1. Il bipolarismo politico produce i suoi effetti devastanti estendendosi ad altri ambiti, in particolare a quello del pensiero e della cultura e a quello religioso. La mancanza di sfumature, l’ostracismo dato alle posizioni intermedie o a quelle che tentano vie nuove, dominano non solo il dibattito politico e le rappresentazioni mediatiche, ma anche il confronto culturale o religioso. È accaduto così che nel caso Englaro un giornale come Avvenire, che spende l’autorevolezza di organo della Cei, abbia usato toni alla Sgarbi.
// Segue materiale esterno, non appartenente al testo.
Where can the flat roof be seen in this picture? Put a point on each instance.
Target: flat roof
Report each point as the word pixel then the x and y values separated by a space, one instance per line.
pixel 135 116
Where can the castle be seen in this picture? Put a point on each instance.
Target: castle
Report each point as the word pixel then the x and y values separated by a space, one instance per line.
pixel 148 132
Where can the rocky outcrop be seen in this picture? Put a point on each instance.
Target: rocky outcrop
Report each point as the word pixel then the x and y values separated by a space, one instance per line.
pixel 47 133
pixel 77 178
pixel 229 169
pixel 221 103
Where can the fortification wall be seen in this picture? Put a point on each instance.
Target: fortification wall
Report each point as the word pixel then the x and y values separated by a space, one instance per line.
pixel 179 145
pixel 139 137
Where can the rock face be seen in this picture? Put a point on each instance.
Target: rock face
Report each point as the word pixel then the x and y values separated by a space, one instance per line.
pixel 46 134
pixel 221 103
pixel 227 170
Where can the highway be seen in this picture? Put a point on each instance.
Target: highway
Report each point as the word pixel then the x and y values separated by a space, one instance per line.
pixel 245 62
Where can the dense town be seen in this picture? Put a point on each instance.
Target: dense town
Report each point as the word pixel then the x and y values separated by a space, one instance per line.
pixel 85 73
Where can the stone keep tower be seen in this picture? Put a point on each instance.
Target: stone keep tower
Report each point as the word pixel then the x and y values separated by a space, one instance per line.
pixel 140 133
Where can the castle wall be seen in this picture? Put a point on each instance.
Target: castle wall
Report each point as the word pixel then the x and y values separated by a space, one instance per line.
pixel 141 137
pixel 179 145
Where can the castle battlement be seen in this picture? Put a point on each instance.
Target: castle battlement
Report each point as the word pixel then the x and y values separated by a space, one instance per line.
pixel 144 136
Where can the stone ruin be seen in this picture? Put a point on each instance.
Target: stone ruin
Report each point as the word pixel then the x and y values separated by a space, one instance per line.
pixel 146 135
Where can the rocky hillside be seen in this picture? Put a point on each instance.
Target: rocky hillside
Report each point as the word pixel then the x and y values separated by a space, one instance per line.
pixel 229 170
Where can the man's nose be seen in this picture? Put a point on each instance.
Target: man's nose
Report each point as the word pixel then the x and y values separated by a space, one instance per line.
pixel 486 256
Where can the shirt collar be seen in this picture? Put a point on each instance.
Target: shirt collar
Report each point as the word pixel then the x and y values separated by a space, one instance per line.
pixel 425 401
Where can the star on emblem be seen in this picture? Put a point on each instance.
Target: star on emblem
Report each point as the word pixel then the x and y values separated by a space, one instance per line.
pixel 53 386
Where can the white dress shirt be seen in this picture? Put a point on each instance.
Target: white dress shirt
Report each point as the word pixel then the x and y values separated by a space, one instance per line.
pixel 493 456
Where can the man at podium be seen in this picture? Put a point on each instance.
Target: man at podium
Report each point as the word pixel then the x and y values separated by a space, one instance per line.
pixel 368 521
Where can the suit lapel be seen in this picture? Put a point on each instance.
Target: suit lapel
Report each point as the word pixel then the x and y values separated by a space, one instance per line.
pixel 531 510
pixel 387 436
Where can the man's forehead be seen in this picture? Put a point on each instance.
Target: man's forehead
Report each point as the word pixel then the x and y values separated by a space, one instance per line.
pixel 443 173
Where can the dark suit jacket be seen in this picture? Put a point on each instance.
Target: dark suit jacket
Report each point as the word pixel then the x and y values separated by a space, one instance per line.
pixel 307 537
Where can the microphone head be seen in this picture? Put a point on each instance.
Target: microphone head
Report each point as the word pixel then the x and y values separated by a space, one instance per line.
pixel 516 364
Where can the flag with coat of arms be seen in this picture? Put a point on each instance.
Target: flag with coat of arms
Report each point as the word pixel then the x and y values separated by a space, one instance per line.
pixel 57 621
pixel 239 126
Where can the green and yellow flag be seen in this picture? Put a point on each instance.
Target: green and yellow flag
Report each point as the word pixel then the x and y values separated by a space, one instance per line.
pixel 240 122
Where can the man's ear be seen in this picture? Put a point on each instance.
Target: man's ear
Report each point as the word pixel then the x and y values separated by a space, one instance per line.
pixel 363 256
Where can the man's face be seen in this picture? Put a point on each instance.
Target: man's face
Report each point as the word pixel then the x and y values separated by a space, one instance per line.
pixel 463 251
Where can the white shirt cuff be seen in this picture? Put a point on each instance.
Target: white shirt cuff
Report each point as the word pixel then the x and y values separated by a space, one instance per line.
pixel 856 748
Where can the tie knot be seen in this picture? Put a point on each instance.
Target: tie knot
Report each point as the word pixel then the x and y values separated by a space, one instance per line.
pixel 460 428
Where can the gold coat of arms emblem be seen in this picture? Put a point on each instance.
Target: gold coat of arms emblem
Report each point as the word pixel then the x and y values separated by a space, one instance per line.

I punti di vista si contrappongono violentemente e soprattutto coloro che si ritengono per mandato divino depositari di un possesso sicuro della verità non esitano a fare di questo possesso una clava da usare contro gli avversari senza risparmiare colpi. Costoro, ma spesso anche i loro avversari, hanno della verità un concetto dogmatico, che rende impossibile il confronto fra diversi punti di vista, confronto che non presuppone ne­cessariamente una visione relativistica, ma piuttosto la convinzione che la verità è più grande dei nostri punti di vista e come tale li può anche accomunare.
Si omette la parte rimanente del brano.